- Directed by: Florian Cossen
- Written by: Elena von Saucken
- Produced by: Jochen Laube; Fabian Maubach; Paul Scherzer;
- Starring: Alex Ozerov; Bea Santos [fr];
- Cinematography: Brendan Steacy
- Music by: Matthias Klein
- Release date: 28 June 2015 (MIFF);
- Running time: 97 minutes
- Countries: Germany; Canada;
- Languages: English; German;

= Coconut Hero =

2015 film

Coconut Hero is a German-Canadian comedy film directed by Florian Cossen and released in 2015. Coconut Hero premiered on March 18, 2015 at the Carlton Cinema in Toronto where it screened for two consecutive weeks. Following its premiere, on March 25, Coconut Hero was shown for one week in Ottawa's ByTowne Cinema.

== Plot ==
Mike Tyson (not to be confused with Mike Tyson) is a 16-year-old student living in the Canadian town of Faintville. Tyson attempts suicide, though after surviving he soon finds out that he has a deadly tumor. Initially, the tumor appears as a godsend in Tyson's mind as he becomes increasingly preoccupied with the desire and development of a mission to find a way to end his life. This mission is reinforced by his religious figure's encouragement for Tyson to find a plan for himself and follow through with it.

After finding out about his tumor, Tyson meets Miranda and his priorities in life change from his morbid preoccupation, to spending time with and learning about his new love interest. Soon after, Tyson also meets his father; a figure that had been absent in his life until this point in time. Cynthia, his mother, objects to his father's sudden return, but becomes closer to him after learning that Tyson has planned against getting surgery to remove his tumor: the only means of saving his life.

Tyson becomes overwhelmed with the conflict between choosing to fulfill his wishes of ending his life versus his thoughts and feelings surrounding his new relationship with Miranda. These feelings lead Tyson into making a spontaneous decision to run away with Miranda on a road-trip. After witnessing Miranda being struck by a car and suffering an unfortunate death whilst still on their trip together, Tyson decides to get the surgery that will remove his tumor. Ultimately, Tyson chooses life.

== Production ==
The director, Florian Cossen, is a German-Canadian and pays homage to a large portion of his youth spent in a small Canadian city by filming Coconut Hero within Canada in a similarly small town.

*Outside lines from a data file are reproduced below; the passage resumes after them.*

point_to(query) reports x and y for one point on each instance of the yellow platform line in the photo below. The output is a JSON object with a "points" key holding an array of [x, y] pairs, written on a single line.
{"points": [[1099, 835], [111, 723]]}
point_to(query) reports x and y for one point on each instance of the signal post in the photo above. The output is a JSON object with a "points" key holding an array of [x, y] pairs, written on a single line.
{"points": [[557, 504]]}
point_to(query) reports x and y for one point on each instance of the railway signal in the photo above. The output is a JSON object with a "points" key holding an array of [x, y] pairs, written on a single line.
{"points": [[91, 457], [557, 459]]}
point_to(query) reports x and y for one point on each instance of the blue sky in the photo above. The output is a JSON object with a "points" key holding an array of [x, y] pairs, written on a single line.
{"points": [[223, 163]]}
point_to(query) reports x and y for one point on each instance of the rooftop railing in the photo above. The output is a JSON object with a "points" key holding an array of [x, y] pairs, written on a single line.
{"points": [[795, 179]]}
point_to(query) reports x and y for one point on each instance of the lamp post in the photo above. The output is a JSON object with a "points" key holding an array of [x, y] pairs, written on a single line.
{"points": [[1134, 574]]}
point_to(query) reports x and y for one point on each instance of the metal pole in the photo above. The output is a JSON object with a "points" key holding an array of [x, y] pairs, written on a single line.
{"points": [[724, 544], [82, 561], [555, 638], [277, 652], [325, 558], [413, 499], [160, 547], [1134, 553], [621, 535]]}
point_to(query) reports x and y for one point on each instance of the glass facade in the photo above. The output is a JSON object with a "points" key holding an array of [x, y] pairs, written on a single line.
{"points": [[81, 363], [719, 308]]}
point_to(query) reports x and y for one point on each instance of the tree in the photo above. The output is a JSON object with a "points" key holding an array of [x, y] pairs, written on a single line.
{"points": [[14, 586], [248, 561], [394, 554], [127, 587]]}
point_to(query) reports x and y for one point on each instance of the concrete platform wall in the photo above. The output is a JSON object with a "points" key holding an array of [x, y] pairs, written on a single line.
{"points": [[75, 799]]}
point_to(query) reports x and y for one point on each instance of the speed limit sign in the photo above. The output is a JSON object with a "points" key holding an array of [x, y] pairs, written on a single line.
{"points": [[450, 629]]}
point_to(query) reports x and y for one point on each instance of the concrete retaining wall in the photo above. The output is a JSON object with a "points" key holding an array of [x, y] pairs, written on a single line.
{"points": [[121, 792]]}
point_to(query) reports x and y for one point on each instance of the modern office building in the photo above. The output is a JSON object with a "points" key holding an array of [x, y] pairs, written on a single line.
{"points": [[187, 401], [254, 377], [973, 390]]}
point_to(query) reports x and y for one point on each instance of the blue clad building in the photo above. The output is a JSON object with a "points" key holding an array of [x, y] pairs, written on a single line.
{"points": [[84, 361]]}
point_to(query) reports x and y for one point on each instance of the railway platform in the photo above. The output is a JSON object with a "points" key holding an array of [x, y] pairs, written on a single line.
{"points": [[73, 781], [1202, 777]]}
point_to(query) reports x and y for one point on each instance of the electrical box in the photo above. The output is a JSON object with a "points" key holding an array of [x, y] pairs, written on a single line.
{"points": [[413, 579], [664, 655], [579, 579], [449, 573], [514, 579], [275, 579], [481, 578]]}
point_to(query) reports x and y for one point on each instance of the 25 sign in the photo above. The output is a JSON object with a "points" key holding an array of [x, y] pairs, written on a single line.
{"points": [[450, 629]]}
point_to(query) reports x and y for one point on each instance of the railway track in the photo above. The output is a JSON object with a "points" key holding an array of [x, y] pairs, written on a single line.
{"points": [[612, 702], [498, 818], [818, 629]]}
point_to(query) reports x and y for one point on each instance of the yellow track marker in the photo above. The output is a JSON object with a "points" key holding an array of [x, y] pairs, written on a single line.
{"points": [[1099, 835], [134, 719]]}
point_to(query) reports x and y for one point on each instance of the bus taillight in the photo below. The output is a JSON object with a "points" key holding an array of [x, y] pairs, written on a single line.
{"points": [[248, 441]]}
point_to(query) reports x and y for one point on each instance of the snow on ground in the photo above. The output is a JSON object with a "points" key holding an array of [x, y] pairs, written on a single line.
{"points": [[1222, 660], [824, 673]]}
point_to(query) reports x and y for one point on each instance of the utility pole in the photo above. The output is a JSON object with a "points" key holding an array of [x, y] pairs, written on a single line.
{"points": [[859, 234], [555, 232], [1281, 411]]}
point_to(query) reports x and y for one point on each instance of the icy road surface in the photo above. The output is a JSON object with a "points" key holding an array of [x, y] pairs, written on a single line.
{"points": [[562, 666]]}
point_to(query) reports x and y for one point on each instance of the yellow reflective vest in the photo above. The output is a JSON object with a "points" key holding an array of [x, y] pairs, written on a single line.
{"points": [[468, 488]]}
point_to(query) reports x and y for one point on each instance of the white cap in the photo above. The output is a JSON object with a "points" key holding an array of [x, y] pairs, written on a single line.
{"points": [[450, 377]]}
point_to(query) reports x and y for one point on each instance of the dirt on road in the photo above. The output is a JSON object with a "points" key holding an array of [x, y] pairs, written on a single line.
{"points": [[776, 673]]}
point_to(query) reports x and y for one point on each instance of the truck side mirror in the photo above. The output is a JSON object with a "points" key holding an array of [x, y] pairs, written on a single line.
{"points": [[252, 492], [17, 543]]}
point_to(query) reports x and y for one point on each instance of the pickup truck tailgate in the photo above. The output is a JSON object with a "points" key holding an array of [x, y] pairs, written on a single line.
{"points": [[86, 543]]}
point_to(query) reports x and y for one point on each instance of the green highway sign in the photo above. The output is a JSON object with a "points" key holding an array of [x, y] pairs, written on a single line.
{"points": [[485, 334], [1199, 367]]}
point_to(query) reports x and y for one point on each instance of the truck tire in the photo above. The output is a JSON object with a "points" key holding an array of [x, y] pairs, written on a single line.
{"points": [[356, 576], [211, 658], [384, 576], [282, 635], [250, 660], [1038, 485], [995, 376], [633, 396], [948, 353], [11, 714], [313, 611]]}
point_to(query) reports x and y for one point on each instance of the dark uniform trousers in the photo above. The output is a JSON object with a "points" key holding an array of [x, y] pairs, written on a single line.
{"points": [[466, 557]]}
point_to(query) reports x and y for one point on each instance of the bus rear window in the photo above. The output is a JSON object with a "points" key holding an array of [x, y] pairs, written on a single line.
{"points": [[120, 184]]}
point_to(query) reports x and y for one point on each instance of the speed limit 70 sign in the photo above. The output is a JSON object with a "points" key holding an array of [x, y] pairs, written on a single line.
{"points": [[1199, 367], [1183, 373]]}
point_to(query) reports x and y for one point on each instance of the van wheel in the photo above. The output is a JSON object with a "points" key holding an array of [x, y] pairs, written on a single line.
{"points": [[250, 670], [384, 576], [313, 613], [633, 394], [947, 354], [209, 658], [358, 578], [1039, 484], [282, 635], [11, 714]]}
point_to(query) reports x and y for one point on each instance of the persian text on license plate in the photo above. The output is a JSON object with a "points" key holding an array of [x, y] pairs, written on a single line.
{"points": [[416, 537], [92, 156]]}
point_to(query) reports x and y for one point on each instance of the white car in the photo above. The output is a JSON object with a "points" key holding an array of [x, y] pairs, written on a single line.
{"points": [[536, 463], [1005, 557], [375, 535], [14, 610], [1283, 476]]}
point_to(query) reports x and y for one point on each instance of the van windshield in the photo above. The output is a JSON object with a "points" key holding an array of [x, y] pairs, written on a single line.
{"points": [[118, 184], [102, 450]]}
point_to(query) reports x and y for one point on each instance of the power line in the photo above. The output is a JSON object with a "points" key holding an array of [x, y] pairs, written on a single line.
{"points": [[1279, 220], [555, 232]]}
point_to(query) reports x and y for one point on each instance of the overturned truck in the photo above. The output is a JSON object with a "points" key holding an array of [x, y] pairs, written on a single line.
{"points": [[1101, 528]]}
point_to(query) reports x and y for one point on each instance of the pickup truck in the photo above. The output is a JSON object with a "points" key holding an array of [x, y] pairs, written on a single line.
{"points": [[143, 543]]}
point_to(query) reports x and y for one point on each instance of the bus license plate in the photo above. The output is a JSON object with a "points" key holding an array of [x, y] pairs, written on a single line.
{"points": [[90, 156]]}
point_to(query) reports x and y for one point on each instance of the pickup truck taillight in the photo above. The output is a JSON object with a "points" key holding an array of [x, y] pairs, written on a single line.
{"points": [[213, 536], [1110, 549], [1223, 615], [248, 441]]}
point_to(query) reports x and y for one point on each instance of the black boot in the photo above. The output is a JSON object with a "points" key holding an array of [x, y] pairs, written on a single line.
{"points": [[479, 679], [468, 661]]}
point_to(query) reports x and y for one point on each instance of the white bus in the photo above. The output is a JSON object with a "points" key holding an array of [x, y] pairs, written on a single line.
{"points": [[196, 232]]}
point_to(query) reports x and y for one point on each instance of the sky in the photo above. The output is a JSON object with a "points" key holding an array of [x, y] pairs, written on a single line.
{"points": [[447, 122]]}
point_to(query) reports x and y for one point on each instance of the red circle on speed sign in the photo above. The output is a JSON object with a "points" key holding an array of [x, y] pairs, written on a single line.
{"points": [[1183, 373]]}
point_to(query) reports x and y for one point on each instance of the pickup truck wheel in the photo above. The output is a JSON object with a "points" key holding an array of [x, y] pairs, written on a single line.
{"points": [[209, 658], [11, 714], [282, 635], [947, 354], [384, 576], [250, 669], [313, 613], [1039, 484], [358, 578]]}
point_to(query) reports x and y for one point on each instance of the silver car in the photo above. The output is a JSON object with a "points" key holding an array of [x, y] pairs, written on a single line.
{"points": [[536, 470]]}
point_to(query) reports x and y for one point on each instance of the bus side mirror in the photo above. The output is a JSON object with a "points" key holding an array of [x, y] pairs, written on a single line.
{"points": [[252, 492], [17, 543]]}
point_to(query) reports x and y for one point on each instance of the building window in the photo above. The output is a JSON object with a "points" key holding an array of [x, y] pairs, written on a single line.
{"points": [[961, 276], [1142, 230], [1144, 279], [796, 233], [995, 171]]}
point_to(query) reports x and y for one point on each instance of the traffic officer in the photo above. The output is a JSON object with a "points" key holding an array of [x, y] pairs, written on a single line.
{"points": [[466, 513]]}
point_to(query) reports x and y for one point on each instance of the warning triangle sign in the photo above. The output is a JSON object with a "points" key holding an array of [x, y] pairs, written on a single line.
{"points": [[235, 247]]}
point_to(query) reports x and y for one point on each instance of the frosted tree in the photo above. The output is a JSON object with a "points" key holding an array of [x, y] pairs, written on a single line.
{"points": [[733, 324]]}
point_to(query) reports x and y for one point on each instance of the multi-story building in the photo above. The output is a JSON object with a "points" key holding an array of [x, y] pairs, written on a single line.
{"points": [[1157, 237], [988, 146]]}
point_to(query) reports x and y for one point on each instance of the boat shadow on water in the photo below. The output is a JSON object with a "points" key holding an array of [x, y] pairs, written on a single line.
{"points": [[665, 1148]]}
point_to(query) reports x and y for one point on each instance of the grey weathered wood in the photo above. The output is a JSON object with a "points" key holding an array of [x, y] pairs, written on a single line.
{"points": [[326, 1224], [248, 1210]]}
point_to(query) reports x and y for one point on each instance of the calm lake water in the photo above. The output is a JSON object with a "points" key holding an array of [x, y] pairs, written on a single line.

Coconut Hero was filmed in 2014 in Sault Ste. Marie, Ontario, a town in northern Ontario. The filming of Coconut Hero also took the cast to Germany for two days, after spending six weeks in Sault Ste. Marie.

The film is a German-Canadian co-production from Toronto's Six Island Productions and Germany-based UFA Fiction. Search Engine Films out of Toronto distributed the movie out of Canada.

== Reception ==
Barry Hertz of The Globe and Mail praises Florian Cossen's ability to cast an impressive number of European actors for a small film, but describes the film's plot by saying "there's nothing new here that hasn't been mined, ahem, to death in other, similar genre entries".

Harald Mühlbeyer, a German critic from the 2015 Munich Film Festival, explains that the title is confusing and generally unrelated to the content of the film itself, but is quoted as saying that overall, Coconut Hero is a good film: "[The title] is the only mistake in this outstanding one masterpiece", as translated from German.

== Award nominations ==
In 2015, Coconut Hero was nominated for the Golden Eye Award at the Zurich Film Festival. The film was later nominated in the New Directors Competition Category in 2016 at the Seattle International Film Festival.